1 cup chopped -- peeled and seeded roma tomatoes 1/2 cup snipped fresh basil 1 tablespoon olive oil 2 teaspoons minced garlic 1/4 teaspoon salt 1/4 teaspoon freshly ground black pepper 1/4 cup butter, softened 1 teaspoon minced garlic 1/8 teaspoon salt 1/8 teaspoon freshly ground black pepper 1 loaf (16 ounce size) baguette-style French bread -- bias-sliced 3/4-inch thick 1/2 cup freshly shredded Parmesan or Romano cheese
For topping: In a medium bowl, combine tomatoes, basil, olive oil, the first measures of minced garlic, the salt, and black pepper. Set aside.
For garlic butter: In a small bowl, combine softened butter, the second measures of garlic, salt, and pepper.
Evenly spread garlic butter on one side of bread slices.
For charcoal grill, grill bread slices, buttered side down, on the rack of an uncovered grill directly over medium-low to low coals for 2 minutes or until lightly browned.

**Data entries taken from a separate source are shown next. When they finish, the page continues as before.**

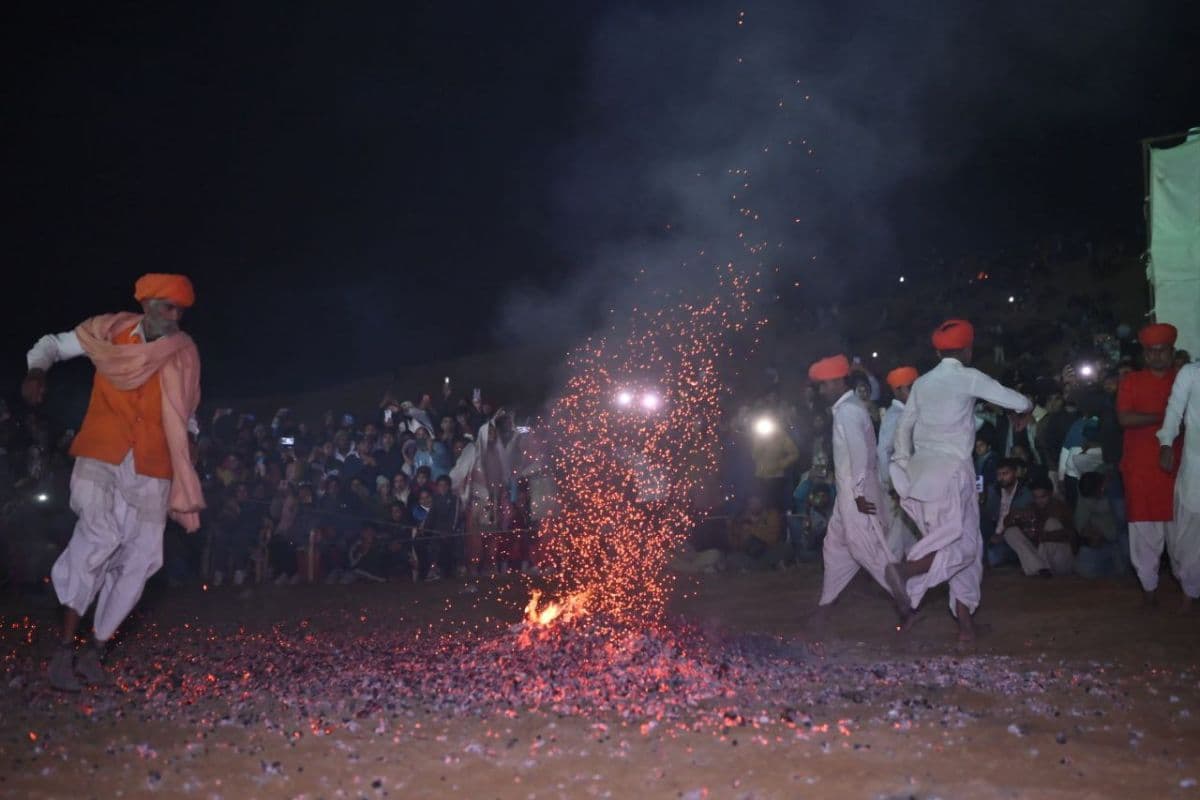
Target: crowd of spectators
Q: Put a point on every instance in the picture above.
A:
(371, 497)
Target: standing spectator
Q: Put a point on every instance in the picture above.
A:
(444, 522)
(774, 455)
(1141, 404)
(1097, 529)
(1041, 533)
(1183, 545)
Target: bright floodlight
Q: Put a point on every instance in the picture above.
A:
(763, 426)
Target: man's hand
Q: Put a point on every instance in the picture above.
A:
(33, 389)
(1167, 457)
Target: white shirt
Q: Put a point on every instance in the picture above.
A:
(853, 449)
(940, 414)
(53, 348)
(1183, 407)
(887, 439)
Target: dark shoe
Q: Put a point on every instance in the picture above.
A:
(897, 587)
(89, 667)
(61, 671)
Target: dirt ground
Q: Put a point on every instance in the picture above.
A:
(1073, 691)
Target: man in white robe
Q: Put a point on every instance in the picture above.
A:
(855, 536)
(1183, 539)
(900, 529)
(934, 474)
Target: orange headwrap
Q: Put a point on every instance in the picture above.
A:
(174, 288)
(1157, 334)
(954, 335)
(832, 368)
(903, 377)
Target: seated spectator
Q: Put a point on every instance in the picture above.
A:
(807, 527)
(445, 523)
(423, 481)
(367, 558)
(1042, 533)
(756, 537)
(1083, 455)
(1007, 494)
(401, 489)
(1097, 529)
(387, 457)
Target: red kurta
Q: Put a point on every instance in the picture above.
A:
(1150, 492)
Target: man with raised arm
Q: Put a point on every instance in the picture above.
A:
(934, 474)
(133, 463)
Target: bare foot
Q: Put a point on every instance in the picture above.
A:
(909, 620)
(1150, 600)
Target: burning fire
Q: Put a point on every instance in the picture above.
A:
(568, 609)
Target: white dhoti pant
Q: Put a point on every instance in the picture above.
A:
(117, 543)
(852, 540)
(1181, 540)
(949, 528)
(1055, 557)
(900, 529)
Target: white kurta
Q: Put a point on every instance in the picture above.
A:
(853, 539)
(1182, 539)
(117, 543)
(934, 474)
(895, 522)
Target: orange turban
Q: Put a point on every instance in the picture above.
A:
(173, 288)
(832, 368)
(954, 335)
(1158, 334)
(903, 377)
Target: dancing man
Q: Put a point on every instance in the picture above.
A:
(1150, 489)
(132, 465)
(855, 536)
(1183, 543)
(900, 530)
(934, 474)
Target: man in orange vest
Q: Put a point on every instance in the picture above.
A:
(132, 462)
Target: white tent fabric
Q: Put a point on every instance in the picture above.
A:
(1174, 263)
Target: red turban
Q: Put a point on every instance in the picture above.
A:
(1158, 334)
(901, 377)
(954, 335)
(832, 368)
(160, 286)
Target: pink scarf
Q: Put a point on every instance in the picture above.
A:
(178, 364)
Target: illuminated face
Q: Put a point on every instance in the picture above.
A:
(162, 318)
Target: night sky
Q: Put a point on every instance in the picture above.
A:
(359, 186)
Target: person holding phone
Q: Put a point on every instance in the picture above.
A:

Turn over and spoon the topping onto each bread slice. Sprinkle with cheese. Grill, covered, 3 to 4 minutes more or just until heated through and bottoms are toasted. Watch bread closely so it does not char. (For a gas grill, preheat grill on high for 10 to 15 minutes. Reduce heat to medium-low to low. Place bread slices on grill rack over heat. Cover and grill as above.)